When doing a black box test, testing an application without too much prior knowledge of inner workings, trying to get an understanding of the various features and API’s used. This can be done by clicking around like a normal user of the application. After some time one can check the requests and responses in ZAP. All this is done through the dedicated graphical user interface. As a side note, ZAP can be run in headless mode, but we will not cover this here.
In the ZAP GUI one can see the requests listed in the history tab, where you can filter or sort. If a request looks interesting, one can flip back to the browser, find that piece of functionality and do some more digging. Then flipping back to the ZAP GUI to inspect or maybe replay some requests with some parameter tweaks.
This process of switching back and forth can be a bit confusing. If available, one could use two different displays, where one would be dedicated to a browser and the other display used to interact with the application. Although this works fine when multiple displays are available, there is still some context switching, when going back and forth between the different user interfaces.
The ZAP team has come up with a great solution for this, the Heads-Up Display. Like a fighter pilot, required tools and information is available from within the browser. Since ZAP can process requests and responses it actually makes sense that it would be possible to inject widgets, as an overlay to the web pages inside the browser.
The overlay that ZAP provides has three main areas; to the left there are buttons to add or remove pages from the attack scope. There are also indicators for security issues on the current page. These are grouped by severity, ranging from high, medium, low and finally info. By clicking any of these you can get information about that specific warning, without leaving the application. By right clicking, you can remove unneeded widgets. A nice trick is the light bulb which enables displaying hidden form fields – which can be useful when trying to understand how a given application works.
By clicking the green button, it is possible to intercept requests, in the browser, before it is sent to the server.
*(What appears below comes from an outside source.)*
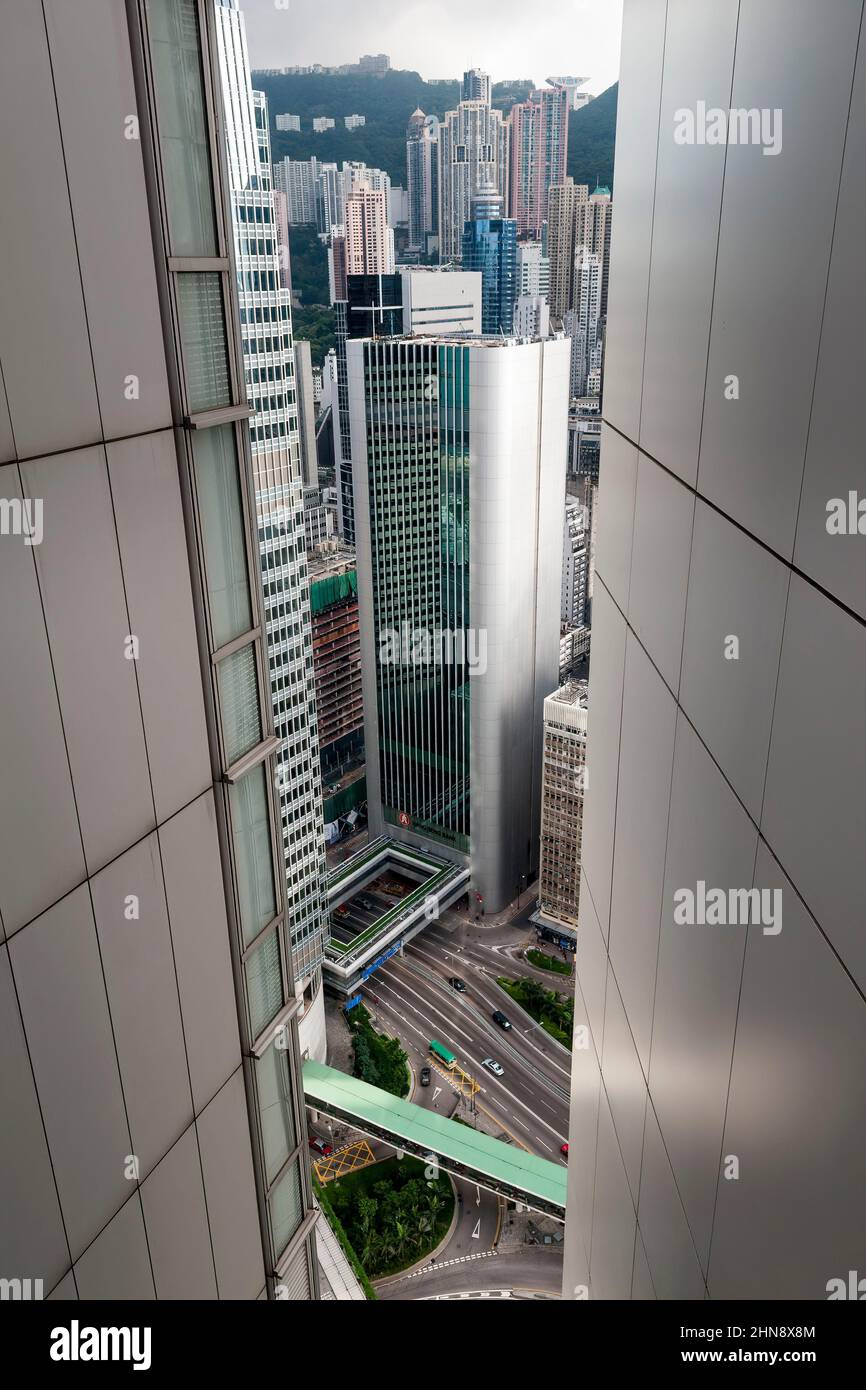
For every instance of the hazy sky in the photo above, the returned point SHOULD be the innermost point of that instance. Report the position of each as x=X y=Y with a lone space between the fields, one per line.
x=441 y=38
The requests can even be modified before sending them. This feature is great for exploring possible security issues.
On the right-hand side, there are alerts for the whole site. As for the page alerts, site alerts are categorized by severity. It is also on the right-hand side one can start the various attacks, such as the spider and ajax spider. Running attack on a whole site is quite time and resource consuming, but the HUD has more tricks up its sleeve.
On the lower bottom page, the history and web sockets tab, that it familiar from the regular ZAP GUI. By clicking on “History” a list of requests is shown. From here you can target a specific URL or endpoint. After selecting a URL, a request/response editor is shown. Here you can view the request and response. The HUD allows for replay of the request, even with modifications. If the endpoint seems interesting, it is possible to start an active scan. This requires that the current page is part of the scope. If the “Active Scan” button is disabled, it is probably because the page is not part of the scope.
Finally, on the lower right hand, you can enable or disable the HUD, and reset the configuration to default.
The ZAP HUD is a great way to explore web applications during both development and security assessments. It becomes intuitive to use the various features provided by the overlay directly from the browser. Please note that the HUD is still in its early stages and it may not be ready for prime time.